Mason told The Huffington Post that he issued the statement after receiving questions about whether the dinner was still happening or would be changed in any way.

Journalists might have understandably wondered if the show would go on given how Trump vilified the press during the 2016 election campaign, and as president, has continued attacking the media and suggesting legitimate news outlets produce “fake news.”

Trump’s routine ridiculing of the press from the White House is unprecedented, leading some journalists to suggest skipping the dinner.

“Faced with these attacks on our doing our job, we’re going to invite this guy to come and mock us in person?” Slate chairman Jacob Weisberg said at an NYU panel last week.It’s abhorrent.

The president is traditionally invited to the dinner and usually gently roasts reporters before also saluting the work they do and role they play in a democracy.

A White House spokeswoman did not immediately respond for comment on whether Trump plans to attend.

Trump, like many celebrities, has attended the glitzy dinner in the past. It was President Barack Obama’s on-stage mockery of Trump at the 2011 gala ― coming after the reality star’s birther crusade ― which reportedly helped drive him to run for president.

Even before the Trump era, some journalists have argued against the so-called “Nerd Prom,” from the unseemliness of news organizations jockeying for celebrity guests to the image of black tie clad reporters mingling at the Washington Hilton with the political elite they’re expected to hold accountable.

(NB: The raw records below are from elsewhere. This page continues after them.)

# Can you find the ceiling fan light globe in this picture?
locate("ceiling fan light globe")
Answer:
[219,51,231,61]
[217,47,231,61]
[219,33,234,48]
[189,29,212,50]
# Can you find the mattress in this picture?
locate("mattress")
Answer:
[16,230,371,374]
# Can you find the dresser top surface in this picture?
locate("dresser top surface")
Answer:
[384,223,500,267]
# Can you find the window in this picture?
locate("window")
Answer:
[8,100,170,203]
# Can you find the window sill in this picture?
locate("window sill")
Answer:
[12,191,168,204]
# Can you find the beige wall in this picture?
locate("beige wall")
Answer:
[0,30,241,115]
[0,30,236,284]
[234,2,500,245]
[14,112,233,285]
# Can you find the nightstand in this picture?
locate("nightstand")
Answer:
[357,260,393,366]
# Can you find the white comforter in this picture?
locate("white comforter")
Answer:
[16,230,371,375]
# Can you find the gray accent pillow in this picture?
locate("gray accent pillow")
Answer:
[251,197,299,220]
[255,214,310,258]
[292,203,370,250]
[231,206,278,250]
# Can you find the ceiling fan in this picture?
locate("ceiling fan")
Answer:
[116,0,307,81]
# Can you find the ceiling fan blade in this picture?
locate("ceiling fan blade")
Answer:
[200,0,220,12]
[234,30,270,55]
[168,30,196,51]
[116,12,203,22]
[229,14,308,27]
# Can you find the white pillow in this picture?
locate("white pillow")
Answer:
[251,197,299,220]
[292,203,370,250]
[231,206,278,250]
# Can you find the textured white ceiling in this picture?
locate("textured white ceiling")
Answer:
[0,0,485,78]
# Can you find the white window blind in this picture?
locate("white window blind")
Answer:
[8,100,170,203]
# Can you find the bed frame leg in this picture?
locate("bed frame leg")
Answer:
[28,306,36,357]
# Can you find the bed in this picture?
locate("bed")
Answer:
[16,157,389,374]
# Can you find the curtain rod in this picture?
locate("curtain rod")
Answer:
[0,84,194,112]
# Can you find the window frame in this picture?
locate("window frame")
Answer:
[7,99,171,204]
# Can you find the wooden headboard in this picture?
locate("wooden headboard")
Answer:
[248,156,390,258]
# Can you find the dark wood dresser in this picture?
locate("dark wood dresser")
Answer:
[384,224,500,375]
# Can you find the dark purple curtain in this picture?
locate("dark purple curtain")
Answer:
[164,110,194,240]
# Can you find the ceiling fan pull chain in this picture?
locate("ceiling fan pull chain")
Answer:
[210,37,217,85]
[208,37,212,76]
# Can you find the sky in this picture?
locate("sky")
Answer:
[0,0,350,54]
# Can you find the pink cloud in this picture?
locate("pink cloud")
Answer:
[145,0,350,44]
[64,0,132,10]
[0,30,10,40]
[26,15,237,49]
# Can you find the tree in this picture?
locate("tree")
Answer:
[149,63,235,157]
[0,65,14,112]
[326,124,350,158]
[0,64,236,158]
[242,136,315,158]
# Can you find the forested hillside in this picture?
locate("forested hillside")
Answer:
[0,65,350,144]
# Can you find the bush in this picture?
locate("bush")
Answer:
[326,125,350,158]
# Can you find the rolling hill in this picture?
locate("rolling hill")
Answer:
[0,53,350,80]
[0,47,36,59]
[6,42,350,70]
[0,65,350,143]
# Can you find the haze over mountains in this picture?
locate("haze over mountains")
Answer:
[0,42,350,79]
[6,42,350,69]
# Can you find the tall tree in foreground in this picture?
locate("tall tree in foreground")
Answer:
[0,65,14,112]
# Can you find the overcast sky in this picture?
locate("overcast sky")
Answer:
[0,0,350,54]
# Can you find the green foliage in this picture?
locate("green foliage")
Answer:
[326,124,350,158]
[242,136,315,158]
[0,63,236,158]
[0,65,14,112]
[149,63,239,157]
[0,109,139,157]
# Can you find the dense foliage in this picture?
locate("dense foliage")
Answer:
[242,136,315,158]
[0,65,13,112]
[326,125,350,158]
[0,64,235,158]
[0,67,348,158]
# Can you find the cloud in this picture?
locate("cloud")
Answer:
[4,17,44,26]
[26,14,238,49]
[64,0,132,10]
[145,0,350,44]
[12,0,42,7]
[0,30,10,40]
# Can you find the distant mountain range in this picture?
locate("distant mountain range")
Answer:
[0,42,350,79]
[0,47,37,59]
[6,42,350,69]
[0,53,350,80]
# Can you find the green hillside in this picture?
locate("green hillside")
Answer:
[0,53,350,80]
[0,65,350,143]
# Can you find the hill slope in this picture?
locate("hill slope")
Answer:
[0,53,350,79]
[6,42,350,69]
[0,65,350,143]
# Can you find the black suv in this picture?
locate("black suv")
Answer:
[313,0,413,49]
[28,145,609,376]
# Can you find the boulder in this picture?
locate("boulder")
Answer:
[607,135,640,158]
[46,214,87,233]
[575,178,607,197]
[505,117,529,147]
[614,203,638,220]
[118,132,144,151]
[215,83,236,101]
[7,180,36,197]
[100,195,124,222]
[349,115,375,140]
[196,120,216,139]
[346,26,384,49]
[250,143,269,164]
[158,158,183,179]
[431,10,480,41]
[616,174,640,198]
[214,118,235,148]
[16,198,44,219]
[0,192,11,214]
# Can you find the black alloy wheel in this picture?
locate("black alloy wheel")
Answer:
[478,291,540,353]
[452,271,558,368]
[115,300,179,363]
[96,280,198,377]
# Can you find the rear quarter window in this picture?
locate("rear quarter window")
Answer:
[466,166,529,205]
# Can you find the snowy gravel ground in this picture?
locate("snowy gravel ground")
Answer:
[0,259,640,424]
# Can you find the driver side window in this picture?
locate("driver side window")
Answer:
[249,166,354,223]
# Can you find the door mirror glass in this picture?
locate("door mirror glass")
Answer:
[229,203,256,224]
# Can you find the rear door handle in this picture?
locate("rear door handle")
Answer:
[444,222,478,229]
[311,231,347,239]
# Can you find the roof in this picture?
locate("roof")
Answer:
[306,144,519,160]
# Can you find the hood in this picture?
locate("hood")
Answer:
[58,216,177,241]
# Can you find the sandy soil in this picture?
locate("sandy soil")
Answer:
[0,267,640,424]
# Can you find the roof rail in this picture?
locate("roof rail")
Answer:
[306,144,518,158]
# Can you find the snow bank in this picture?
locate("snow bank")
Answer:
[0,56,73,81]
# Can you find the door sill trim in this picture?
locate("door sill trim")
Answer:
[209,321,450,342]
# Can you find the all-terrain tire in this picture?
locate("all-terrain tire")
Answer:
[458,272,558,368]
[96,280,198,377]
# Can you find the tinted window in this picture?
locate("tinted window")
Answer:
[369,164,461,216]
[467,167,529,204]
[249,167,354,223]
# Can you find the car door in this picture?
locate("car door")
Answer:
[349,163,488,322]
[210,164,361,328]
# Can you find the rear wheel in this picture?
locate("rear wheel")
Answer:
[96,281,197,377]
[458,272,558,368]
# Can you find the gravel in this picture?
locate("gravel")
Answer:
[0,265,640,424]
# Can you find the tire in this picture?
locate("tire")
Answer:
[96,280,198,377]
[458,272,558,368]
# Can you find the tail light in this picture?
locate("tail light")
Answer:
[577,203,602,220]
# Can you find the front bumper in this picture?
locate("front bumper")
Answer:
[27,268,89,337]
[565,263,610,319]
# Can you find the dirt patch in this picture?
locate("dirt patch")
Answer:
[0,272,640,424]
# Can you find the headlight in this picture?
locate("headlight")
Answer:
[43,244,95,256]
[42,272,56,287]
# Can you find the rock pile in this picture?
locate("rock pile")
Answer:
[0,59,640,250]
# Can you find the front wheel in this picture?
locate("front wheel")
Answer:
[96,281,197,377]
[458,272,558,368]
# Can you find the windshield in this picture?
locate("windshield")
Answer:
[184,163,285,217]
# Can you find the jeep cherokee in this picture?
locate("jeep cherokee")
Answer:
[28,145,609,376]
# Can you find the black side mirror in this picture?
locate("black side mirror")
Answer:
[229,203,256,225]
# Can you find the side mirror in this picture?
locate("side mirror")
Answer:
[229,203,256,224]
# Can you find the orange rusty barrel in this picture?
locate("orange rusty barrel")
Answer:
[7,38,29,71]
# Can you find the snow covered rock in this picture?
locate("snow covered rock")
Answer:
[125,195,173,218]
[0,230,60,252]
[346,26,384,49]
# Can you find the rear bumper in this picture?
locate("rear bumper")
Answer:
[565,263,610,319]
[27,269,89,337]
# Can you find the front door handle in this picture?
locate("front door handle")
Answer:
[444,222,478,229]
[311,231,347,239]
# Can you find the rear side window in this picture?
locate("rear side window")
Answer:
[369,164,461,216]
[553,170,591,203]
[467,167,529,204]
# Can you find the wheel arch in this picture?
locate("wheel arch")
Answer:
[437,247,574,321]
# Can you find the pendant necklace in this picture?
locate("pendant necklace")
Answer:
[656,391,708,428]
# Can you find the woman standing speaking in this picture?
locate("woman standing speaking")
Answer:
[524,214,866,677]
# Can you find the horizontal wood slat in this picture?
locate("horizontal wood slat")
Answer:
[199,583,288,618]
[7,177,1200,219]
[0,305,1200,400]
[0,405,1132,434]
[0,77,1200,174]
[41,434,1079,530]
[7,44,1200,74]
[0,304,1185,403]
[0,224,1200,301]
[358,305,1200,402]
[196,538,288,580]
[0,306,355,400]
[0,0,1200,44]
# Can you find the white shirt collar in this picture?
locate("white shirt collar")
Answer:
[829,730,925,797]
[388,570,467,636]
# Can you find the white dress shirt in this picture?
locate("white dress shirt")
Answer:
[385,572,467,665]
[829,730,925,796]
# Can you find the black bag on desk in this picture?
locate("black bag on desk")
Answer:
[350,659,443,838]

“This is a moment when people already think the press is too cozy with government,” Dean Baquet, then-Washington bureau chief of the New York Times, said in 2007. “And I think these events confirm that.

The Times, now led by Baquet, has not attended since.

The WHCA dinner will also have competition this year across town.

Samantha Bee, host of TBS late-night show “Full Frontal” announced this week that she will be hosting a counter event ― “Not the White House Correspondents’ Dinner” ― at The Willard Hotel.

“The evening is sure to bring plenty of surprises, music, food, and laughter—and if you’re not careful you just might learn something,” Bee said in a statement. “Specifically, you’ll learn how screwed we’d be without a free press.”

While the White House Correspondents’ Association may be best known outside Washington for the celebrity-packed dinner, Mason emphasized in his statement that the group’s primary role is advocating on behalf of the press.

“In the meantime, the WHCA will pursue its core mission of advocating for journalists’ ability to ask questions of government officials, push for transparency from the presidency, and help Americans hold the powerful to account,” he wrote. “This is a responsibility that we have taken seriously for more than 100 years and will continue to uphold.”